Year #2 Report on Medicare Fraud Prevention System
On June 25, 2014, the Centers for Medicare & Medicaid Services (CMS) and the Department of Health and Human Services Office of Inspector General (OIG) issued and certified, as required by the Small Business Jobs Act of 2010 (SBJA) their second implementation year report for the Fraud Prevention System (FPS) along with a press release. By way of background, CMS is under pressure from Congress and the United States Government Accountability Office (GAO) to enhance their health care fraud, abuse and waste prevention and detection success through the use of predictive analytics technologies while at the same time monitoring the expenditures and costs by government contractors and auditors such as ZPICs to prevent fraud. Last October, GAO published a Report concerning CMS’s Medicare Program Integrity titled, “Contractors Reported Generating Savings but CMS Could Improve Its Oversight.”

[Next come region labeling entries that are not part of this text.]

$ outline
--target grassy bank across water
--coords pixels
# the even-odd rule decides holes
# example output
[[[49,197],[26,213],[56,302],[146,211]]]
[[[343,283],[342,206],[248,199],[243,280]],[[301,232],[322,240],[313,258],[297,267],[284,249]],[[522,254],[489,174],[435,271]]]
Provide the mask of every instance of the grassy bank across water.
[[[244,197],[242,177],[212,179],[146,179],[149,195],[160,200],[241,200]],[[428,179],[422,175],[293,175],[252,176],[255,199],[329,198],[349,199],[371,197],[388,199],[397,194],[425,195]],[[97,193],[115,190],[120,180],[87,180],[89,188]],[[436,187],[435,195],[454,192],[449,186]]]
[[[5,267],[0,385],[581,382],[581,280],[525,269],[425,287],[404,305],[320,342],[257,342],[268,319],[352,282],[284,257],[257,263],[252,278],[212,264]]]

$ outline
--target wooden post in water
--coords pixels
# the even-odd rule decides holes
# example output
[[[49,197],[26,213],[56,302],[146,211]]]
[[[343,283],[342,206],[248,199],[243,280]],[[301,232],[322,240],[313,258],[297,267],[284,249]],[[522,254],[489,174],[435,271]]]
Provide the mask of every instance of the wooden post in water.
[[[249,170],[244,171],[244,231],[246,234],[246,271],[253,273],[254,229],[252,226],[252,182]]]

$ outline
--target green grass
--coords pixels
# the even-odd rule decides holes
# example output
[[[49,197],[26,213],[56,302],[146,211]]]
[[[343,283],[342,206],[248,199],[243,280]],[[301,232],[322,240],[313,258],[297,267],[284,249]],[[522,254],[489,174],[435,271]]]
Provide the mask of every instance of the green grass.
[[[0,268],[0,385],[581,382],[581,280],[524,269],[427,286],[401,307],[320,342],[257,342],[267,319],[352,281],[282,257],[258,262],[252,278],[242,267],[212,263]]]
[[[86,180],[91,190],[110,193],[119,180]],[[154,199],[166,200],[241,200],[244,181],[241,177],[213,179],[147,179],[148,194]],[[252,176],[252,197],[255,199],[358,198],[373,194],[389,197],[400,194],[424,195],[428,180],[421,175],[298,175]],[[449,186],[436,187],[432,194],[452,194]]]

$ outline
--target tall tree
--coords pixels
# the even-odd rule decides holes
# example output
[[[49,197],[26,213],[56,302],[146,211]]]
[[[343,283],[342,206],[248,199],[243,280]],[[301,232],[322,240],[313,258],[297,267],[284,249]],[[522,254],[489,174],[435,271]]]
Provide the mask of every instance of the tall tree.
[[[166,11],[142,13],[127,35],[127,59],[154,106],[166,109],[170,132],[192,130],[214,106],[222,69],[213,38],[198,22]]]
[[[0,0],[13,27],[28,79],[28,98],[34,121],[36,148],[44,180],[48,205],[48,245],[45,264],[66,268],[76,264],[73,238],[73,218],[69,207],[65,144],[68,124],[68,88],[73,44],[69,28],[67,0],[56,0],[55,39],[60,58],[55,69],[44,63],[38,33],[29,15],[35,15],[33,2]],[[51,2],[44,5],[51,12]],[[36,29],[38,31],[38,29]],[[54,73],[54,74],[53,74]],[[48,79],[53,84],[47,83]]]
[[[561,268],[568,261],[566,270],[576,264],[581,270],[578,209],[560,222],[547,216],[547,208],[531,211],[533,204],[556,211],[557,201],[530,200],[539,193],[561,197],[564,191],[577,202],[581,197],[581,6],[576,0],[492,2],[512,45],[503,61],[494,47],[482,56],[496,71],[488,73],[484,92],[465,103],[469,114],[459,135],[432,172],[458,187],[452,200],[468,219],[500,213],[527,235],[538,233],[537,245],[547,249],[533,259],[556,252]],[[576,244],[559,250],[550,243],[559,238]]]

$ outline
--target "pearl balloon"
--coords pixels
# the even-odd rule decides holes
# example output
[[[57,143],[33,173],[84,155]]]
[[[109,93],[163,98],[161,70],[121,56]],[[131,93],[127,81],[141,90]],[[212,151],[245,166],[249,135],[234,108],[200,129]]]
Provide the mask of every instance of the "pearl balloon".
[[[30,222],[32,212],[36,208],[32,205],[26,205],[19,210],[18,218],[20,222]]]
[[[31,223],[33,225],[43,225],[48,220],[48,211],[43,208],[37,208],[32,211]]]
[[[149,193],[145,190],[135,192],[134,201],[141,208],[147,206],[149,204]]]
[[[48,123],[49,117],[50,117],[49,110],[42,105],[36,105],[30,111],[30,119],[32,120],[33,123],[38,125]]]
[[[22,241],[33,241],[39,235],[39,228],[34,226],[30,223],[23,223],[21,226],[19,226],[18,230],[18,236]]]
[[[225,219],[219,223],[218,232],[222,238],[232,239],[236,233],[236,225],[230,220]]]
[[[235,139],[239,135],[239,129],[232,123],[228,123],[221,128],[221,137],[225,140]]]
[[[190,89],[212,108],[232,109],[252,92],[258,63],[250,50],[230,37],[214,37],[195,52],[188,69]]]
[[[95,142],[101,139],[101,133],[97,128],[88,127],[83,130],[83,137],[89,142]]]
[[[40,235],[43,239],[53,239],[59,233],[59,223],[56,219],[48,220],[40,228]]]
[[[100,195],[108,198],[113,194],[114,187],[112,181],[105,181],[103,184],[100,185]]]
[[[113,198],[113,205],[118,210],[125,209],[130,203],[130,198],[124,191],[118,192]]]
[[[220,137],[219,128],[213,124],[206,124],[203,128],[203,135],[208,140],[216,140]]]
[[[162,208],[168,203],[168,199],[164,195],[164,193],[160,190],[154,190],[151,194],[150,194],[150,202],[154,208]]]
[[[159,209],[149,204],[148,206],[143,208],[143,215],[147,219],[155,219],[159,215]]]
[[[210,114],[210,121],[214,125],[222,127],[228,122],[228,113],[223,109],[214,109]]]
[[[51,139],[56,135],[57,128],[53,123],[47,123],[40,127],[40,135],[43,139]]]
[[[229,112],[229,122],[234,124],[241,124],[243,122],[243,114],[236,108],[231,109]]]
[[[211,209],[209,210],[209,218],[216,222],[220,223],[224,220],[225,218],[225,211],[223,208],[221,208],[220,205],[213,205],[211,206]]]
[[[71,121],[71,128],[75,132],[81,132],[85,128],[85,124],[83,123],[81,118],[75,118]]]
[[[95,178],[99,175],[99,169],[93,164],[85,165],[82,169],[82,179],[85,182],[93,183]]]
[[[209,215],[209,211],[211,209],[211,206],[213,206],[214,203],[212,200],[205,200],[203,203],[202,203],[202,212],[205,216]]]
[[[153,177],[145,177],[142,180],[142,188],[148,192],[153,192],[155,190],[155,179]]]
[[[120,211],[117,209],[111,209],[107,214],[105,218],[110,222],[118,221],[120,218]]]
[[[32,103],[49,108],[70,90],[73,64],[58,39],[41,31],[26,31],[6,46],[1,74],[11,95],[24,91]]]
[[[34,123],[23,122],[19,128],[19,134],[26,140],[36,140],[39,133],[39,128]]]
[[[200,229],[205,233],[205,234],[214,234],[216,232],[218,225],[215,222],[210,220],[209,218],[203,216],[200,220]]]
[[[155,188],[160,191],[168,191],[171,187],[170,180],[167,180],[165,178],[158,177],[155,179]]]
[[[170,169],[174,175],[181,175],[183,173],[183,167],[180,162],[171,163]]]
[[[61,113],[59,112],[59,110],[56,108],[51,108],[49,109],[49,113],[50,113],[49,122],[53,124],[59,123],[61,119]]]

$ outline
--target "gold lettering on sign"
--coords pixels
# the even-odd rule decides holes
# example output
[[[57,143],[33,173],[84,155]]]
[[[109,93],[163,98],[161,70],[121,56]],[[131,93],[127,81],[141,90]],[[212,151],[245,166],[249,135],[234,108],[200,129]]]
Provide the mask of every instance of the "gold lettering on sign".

CMS and OIG’s Report to Congress on the FPS responds to many, but not all, of GAO’s criticisms. Here are a few of the noteworthy findings and observations in the Report:
- CMS reports that they “identified or prevented” $210.7 million in Medicare payments attributed to FPS. This is a return on investment of $5 to $1 for the second implementation year and an increase ROI from Year 1.

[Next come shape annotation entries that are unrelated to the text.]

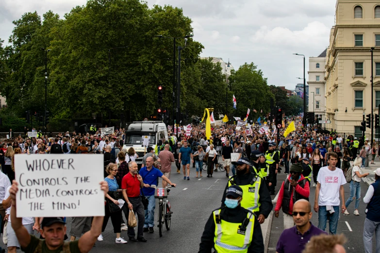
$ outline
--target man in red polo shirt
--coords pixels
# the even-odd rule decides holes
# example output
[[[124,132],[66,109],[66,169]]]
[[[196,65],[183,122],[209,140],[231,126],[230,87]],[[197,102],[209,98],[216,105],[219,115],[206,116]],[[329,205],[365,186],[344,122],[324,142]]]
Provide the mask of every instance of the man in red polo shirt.
[[[137,213],[138,224],[137,224],[137,238],[134,238],[134,229],[128,227],[128,237],[131,241],[142,241],[145,242],[147,239],[144,237],[143,227],[145,221],[145,214],[144,211],[144,205],[140,196],[140,189],[144,187],[143,178],[138,174],[137,164],[133,161],[128,163],[129,173],[125,175],[121,180],[121,189],[123,190],[123,196],[125,203],[123,206],[123,210],[127,218],[130,210],[133,210],[135,214]]]

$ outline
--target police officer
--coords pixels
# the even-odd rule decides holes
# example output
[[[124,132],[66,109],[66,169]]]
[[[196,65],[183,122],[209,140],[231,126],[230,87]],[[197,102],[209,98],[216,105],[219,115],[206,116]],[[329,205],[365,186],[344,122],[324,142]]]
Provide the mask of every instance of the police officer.
[[[246,193],[244,194],[246,196]],[[241,188],[231,186],[224,195],[223,206],[213,211],[206,223],[198,252],[210,253],[213,248],[218,253],[230,253],[231,249],[239,253],[264,252],[263,235],[257,217],[241,206]]]
[[[309,185],[313,177],[313,168],[310,166],[310,160],[307,157],[302,159],[302,175],[309,180]]]
[[[258,158],[259,157],[258,160]],[[263,178],[256,173],[251,172],[251,164],[248,158],[241,158],[235,163],[237,166],[236,174],[230,178],[226,190],[231,185],[241,187],[246,196],[241,203],[242,206],[254,212],[259,217],[259,222],[262,224],[273,207],[268,189]],[[222,198],[222,206],[225,200],[225,193]]]
[[[274,195],[275,187],[277,184],[277,173],[279,170],[279,163],[280,157],[279,152],[274,149],[275,145],[270,143],[268,147],[268,150],[265,153],[265,158],[266,162],[269,165],[269,174],[271,174],[272,180],[271,181],[272,185],[270,186],[270,194]]]

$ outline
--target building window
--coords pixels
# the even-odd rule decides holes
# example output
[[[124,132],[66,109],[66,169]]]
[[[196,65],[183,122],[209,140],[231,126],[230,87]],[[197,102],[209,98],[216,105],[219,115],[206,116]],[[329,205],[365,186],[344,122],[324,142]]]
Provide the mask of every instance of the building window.
[[[363,108],[363,91],[355,91],[355,108]]]
[[[363,46],[363,34],[355,34],[355,46]]]
[[[363,75],[363,63],[355,63],[355,75]]]
[[[380,91],[375,92],[375,101],[376,108],[379,108],[379,105],[380,104]]]
[[[354,18],[363,18],[363,9],[362,7],[358,5],[355,6],[354,9]]]
[[[380,5],[375,7],[375,18],[380,18]]]

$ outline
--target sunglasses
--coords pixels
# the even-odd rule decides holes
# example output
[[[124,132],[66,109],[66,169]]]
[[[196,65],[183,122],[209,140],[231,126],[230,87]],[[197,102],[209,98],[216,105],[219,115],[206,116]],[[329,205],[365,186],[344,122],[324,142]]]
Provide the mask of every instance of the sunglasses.
[[[293,213],[292,215],[293,216],[297,216],[299,214],[300,216],[304,216],[307,213],[308,213],[306,212],[293,212]]]

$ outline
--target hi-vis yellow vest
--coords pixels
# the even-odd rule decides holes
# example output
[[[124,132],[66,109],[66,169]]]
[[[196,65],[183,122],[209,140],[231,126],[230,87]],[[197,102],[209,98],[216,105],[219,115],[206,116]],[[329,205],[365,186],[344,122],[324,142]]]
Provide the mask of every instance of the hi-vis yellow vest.
[[[228,181],[229,187],[235,185],[233,176],[230,177],[230,180]],[[262,178],[257,175],[254,175],[251,183],[247,185],[239,185],[239,186],[243,190],[243,200],[240,202],[240,205],[242,207],[251,211],[252,212],[258,212],[261,206],[261,204],[259,202],[260,196],[259,195],[259,189],[260,189],[261,185]]]
[[[249,212],[247,214],[249,220],[245,231],[240,229],[240,223],[229,222],[223,220],[217,222],[217,216],[220,213],[220,209],[213,212],[215,222],[215,237],[214,248],[218,253],[245,253],[252,242],[253,227],[255,216]]]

- OIG disagrees with CMS’s use of “identified savings” to calculate the success of the FPS and instead recommends using “adjusted savings” as a measure of savings and return on investment related to the Department’s use of FPS.
- Under OIG’s adjusted savings analysis, OIG only certified $54.2 million of the $210.7 million as attributed to the Department’s use of FPS.
- OIG found that the “Department’s use of its predictive analytics technologies resulted in a return on investment of $1.34 (not $5) for every dollar spent on the FPS.
- Based on criticism received by OIG and GAO, CMS reported that they changed the methodology to require ZPICs (Zone Program Integrity Contractors) to submit provider-specific outcome data to be able to conduct more quality control reviews prior to reporting savings.
- OIG disagreed with CMS and stated, “[A]lthough the Department has made significant progress in addressing the challenges of measuring actual and projected savings, its procedures were not always sufficient to ensure that its contractors provided and maintained reliable data to always support FPS savings.” Interestingly, OIG initially included a much stronger statement but revised the final statement based on CMS’s objections. The original statement was “[T]he Department could not ensure that its contractors always provided and maintained reliable data to support FPS savings.”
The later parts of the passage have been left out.